Mit dem Jahreswechsel 2026 sind in Deutschland eine ganze Reihe Regeländerungen gestartet. Manche klingen technisch – wirken aber ganz konkret: mehr Geld an der einen Stelle, mehr Kosten an anderer. Und wer nicht hinschaut, wundert sich später über Abzüge, höhere Beiträge oder neue Grenzen.

1) Aktivrente: Arbeiten im Rentenalter wird steuerlich belohnt
Wer die Regelaltersgrenze erreicht hat und freiwillig weiterarbeitet, kann ab 2026 mit der Aktivrente bis zu 2.000 Euro monatlich steuerfrei hinzuverdienen. Das soll Anreize schaffen, länger im Job zu bleiben – kann sich aber nur dann wirklich lohnen, wenn man Vertragsdetails, Abgaben und persönliche Steuerlage sauber prüft.
2) Rentenversicherung: Wichtige Stellschrauben werden angepasst
In der gesetzlichen Rentenversicherung ändern sich zum 1. Januar 2026 mehrere Werte und Grenzen. Besonders wichtig für viele Betroffene: Die Hinzuverdienstgrenzen bei Erwerbsminderungsrenten steigen – bei voller Erwerbsminderung liegt die jährliche Grenze nun bei rund 20.700 Euro, bei teilweiser Erwerbsminderung bei mindestens rund 41.500 Euro.

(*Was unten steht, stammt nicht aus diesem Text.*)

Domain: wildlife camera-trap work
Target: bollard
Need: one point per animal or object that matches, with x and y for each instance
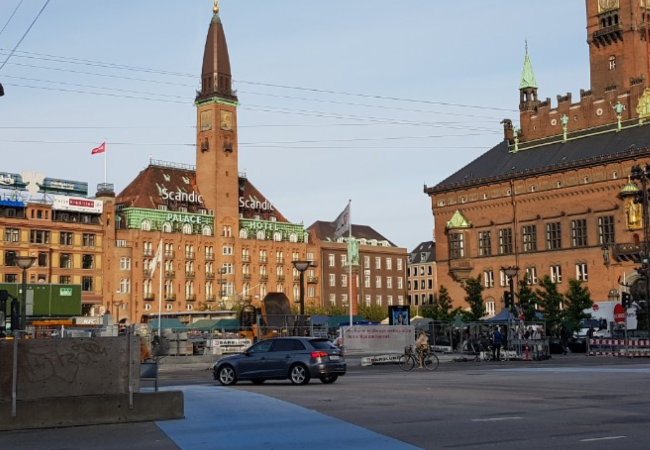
(527, 354)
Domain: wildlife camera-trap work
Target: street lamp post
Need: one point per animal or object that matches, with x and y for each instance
(24, 262)
(511, 273)
(301, 266)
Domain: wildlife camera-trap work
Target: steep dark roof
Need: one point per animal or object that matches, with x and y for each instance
(587, 147)
(426, 249)
(325, 230)
(145, 191)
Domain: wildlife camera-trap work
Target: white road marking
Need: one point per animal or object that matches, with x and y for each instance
(497, 419)
(608, 438)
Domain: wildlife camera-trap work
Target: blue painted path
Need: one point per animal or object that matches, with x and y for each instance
(223, 418)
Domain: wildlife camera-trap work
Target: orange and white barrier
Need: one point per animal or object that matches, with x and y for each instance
(619, 347)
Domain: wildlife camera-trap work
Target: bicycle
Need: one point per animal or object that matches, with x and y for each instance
(410, 359)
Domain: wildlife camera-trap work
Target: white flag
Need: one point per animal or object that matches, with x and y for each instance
(156, 259)
(342, 223)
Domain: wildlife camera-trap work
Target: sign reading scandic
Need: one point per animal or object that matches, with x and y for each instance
(77, 204)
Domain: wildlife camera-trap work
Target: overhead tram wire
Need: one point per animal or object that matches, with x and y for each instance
(11, 17)
(47, 2)
(92, 63)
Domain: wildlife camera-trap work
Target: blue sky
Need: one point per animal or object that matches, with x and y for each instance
(366, 100)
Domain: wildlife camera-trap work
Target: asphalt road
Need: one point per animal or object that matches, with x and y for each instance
(566, 403)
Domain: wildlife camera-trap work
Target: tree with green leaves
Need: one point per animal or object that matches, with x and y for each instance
(527, 299)
(550, 300)
(441, 310)
(373, 313)
(474, 290)
(578, 299)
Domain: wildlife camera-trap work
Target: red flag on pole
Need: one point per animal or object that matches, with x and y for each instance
(100, 149)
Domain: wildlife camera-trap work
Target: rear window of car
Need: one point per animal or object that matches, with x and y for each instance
(322, 344)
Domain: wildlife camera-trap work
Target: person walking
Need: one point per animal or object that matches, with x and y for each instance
(422, 346)
(497, 340)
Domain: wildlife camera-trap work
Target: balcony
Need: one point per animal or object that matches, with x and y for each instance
(628, 253)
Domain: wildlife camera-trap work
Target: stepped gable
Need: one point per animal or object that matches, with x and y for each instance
(325, 230)
(171, 186)
(249, 194)
(584, 148)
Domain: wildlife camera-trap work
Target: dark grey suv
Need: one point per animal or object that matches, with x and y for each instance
(295, 358)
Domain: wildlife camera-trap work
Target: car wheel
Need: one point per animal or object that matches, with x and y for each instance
(329, 379)
(227, 376)
(299, 374)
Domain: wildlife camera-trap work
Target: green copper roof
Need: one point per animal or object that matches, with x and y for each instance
(528, 76)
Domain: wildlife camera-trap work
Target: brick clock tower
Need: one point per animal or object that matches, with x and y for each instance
(616, 33)
(216, 137)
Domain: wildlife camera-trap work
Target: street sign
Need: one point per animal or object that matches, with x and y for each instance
(619, 313)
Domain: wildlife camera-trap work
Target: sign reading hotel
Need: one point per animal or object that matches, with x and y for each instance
(76, 204)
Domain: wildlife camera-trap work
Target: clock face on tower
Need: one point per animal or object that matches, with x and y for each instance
(606, 5)
(226, 120)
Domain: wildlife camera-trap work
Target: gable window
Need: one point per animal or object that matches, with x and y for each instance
(579, 233)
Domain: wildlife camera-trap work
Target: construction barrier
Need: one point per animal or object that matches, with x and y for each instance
(619, 347)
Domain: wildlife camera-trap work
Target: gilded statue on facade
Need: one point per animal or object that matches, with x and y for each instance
(633, 213)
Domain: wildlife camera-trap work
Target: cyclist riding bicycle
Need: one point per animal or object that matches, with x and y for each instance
(422, 347)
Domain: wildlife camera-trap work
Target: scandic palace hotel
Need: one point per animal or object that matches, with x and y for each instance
(224, 244)
(555, 197)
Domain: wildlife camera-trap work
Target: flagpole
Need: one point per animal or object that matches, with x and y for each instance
(159, 290)
(105, 178)
(350, 262)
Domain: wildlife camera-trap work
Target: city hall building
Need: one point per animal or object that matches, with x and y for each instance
(553, 198)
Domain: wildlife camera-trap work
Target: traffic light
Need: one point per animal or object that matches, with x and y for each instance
(626, 300)
(507, 299)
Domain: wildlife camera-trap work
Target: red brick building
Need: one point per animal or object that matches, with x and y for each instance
(553, 197)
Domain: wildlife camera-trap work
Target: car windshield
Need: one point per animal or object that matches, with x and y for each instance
(322, 344)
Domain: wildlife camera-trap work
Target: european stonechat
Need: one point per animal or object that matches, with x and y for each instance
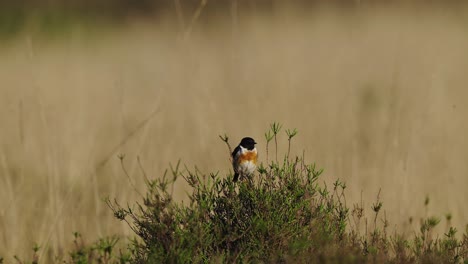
(244, 158)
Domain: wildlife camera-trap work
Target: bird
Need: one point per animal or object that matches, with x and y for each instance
(244, 158)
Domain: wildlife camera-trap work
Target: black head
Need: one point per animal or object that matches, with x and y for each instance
(248, 143)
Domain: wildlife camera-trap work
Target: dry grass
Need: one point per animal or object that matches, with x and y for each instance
(379, 99)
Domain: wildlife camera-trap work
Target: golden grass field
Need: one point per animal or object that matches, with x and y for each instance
(378, 96)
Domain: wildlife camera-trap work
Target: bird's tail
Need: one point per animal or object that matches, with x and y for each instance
(236, 177)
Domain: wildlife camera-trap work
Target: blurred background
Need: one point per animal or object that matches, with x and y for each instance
(376, 90)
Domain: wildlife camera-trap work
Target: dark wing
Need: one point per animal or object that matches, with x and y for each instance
(236, 150)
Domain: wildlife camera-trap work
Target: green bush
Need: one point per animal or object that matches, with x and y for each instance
(282, 214)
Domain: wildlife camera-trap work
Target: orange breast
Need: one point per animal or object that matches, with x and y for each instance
(249, 156)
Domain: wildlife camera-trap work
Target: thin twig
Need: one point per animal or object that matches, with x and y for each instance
(121, 157)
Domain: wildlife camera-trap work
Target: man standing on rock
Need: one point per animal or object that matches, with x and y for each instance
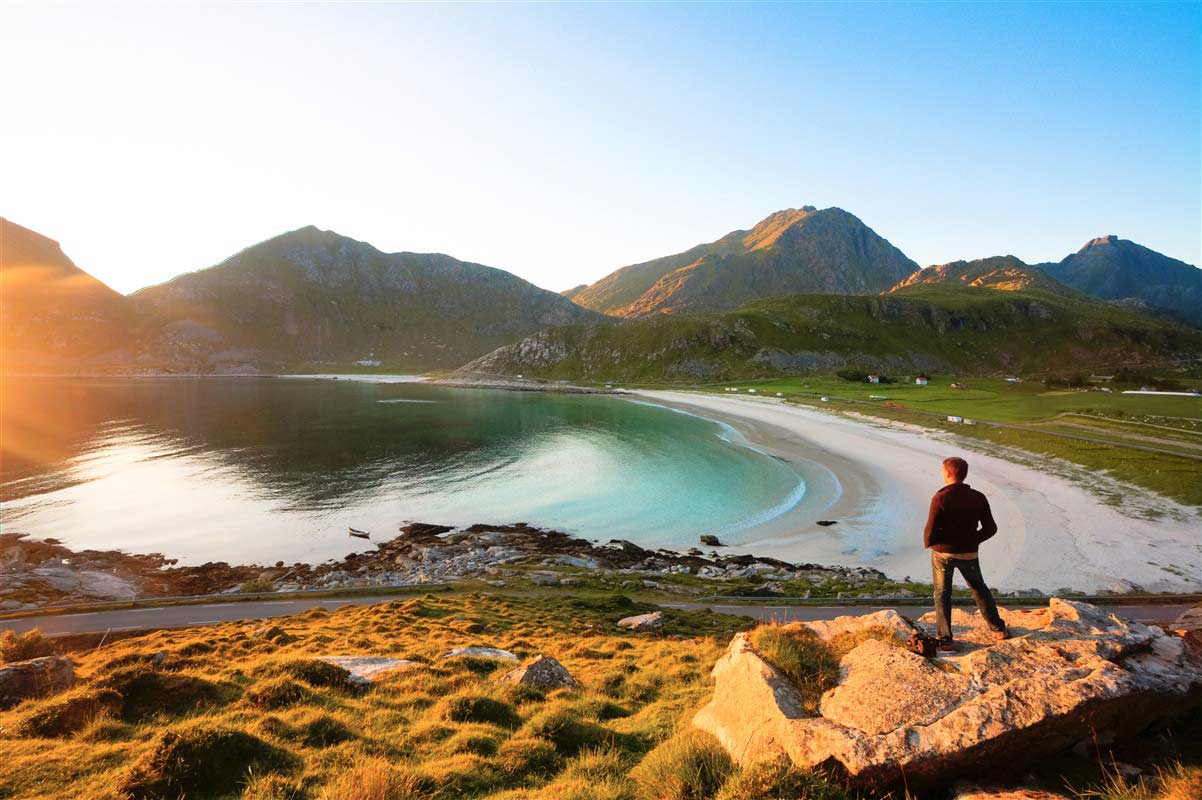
(958, 523)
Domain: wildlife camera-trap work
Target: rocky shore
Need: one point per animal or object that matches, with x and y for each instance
(35, 573)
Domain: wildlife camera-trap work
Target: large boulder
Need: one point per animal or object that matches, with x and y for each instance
(366, 670)
(543, 673)
(1069, 673)
(34, 678)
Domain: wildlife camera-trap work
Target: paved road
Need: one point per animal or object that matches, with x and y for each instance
(178, 616)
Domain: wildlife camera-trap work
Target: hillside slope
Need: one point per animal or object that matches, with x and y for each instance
(313, 297)
(795, 250)
(1001, 273)
(933, 328)
(1118, 269)
(53, 315)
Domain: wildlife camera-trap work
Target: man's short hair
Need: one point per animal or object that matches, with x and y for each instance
(957, 467)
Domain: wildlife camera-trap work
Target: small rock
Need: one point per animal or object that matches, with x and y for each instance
(34, 678)
(273, 633)
(643, 622)
(542, 672)
(366, 669)
(977, 793)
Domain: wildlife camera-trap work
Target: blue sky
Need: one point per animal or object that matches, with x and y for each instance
(563, 141)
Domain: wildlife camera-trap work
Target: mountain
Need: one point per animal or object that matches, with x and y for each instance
(1001, 273)
(53, 315)
(796, 250)
(948, 327)
(1117, 269)
(314, 297)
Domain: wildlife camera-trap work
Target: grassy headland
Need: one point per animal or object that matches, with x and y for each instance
(228, 711)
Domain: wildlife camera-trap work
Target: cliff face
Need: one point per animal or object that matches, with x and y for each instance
(796, 250)
(53, 315)
(1117, 269)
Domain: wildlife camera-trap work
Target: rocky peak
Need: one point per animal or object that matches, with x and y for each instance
(1100, 240)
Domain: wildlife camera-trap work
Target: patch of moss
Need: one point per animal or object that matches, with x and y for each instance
(201, 762)
(476, 708)
(23, 646)
(689, 766)
(67, 715)
(802, 657)
(570, 734)
(527, 757)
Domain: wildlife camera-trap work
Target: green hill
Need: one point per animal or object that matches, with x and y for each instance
(923, 327)
(796, 250)
(1117, 269)
(53, 315)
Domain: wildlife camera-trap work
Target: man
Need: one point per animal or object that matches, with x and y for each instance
(958, 523)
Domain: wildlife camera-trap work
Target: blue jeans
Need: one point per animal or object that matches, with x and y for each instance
(941, 567)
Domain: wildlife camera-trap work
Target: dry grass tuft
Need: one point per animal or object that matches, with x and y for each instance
(201, 762)
(802, 657)
(689, 766)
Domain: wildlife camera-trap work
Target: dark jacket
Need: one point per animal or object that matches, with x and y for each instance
(959, 520)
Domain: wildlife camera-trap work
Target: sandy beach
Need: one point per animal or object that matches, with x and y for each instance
(876, 481)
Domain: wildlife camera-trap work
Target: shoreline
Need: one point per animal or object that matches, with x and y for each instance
(1053, 535)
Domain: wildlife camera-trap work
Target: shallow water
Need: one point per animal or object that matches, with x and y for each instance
(259, 470)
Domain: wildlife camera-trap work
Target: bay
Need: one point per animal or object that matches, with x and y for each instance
(265, 470)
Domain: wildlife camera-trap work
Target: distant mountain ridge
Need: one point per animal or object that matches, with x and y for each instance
(944, 326)
(1001, 273)
(54, 315)
(313, 296)
(298, 300)
(1111, 268)
(795, 250)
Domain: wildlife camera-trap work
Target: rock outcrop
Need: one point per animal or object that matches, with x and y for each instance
(34, 678)
(643, 622)
(476, 651)
(366, 670)
(1069, 673)
(543, 673)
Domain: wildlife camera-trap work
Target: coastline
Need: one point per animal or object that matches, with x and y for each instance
(1053, 535)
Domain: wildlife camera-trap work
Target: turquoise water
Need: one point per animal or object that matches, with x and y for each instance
(265, 470)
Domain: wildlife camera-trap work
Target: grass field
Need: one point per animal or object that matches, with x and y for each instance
(221, 712)
(1039, 419)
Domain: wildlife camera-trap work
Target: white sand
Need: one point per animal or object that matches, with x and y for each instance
(878, 479)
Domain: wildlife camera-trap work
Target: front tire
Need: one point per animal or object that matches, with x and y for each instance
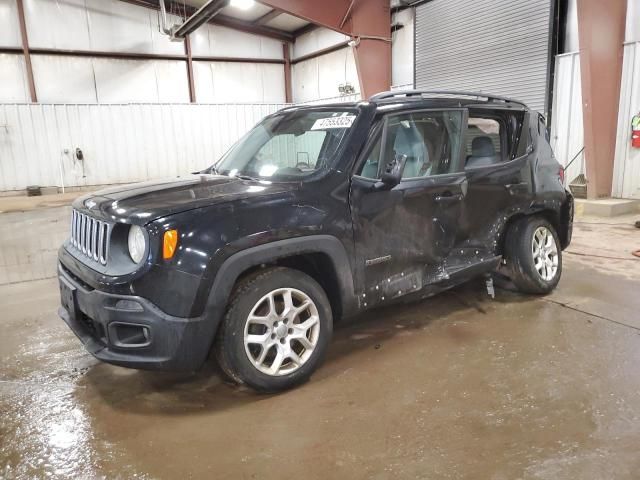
(276, 330)
(533, 255)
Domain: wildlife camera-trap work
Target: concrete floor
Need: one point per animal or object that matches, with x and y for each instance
(457, 386)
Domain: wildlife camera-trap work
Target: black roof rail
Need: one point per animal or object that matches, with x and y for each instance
(453, 93)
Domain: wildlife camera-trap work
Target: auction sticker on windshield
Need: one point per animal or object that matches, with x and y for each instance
(334, 122)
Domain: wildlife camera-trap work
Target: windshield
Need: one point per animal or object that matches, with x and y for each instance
(288, 146)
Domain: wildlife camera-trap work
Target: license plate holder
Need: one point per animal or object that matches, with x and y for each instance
(68, 298)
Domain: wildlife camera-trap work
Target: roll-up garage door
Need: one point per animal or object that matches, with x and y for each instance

Außerdem werden Rechengrößen wie die Beitragsbemessungsgrenze angepasst – relevant für Beschäftigte mit höheren Einkommen und für Unternehmen.
3) Mindestlohn: Mehr Stundenlohn – aber oft auch neue Preisschilder
Der gesetzliche Mindestlohn ist seit 1. Januar 2026 auf 13,90 Euro gestiegen. Für viele Beschäftigte bedeutet das mehr Brutto – gleichzeitig erhöht es für manche Branchen die Kostenbasis, was sich indirekt wieder in Preisen niederschlagen kann.
4) Familien und Steuern: Kindergeld, Freibeträge, Pendlerpauschale
Für Familien gibt es ebenfalls Änderungen: Das Kindergeld steigt auf 259 Euro pro Monat, zudem werden Kinderfreibeträge angehoben. Und bei der Mobilität wird die Pendlerpauschale dauerhaft auf 38 Cent ab dem ersten Kilometer erhöht – relevant für alle, die regelmäßig zur Arbeit fahren.
5) Krankenkasse und Alltag: Genau hinschauen lohnt sich
Zum Jahreswechsel ändern sich oft auch Beitragssätze, Zuschläge und viele Detailregeln im Alltag. Wer seine Finanzen plant – ob als Arbeitnehmer, Selbstständiger oder Rentner – sollte 2026 besonders aufmerksam bleiben, weil kleine Stellschrauben in Summe spürbar werden können.

Resümee
2026 ist kein “normales” Umstellungsjahr. Es ist ein Jahr, in dem der Staat gleichzeitig Anreize setzt (Aktivrente, höhere Grenzen) und Parameter nachjustiert (Rentenwerte, Bemessungsgrenzen, Lohnuntergrenze). Wer das clever nutzt, kann profitieren – wer es ignoriert, zahlt schnell drauf.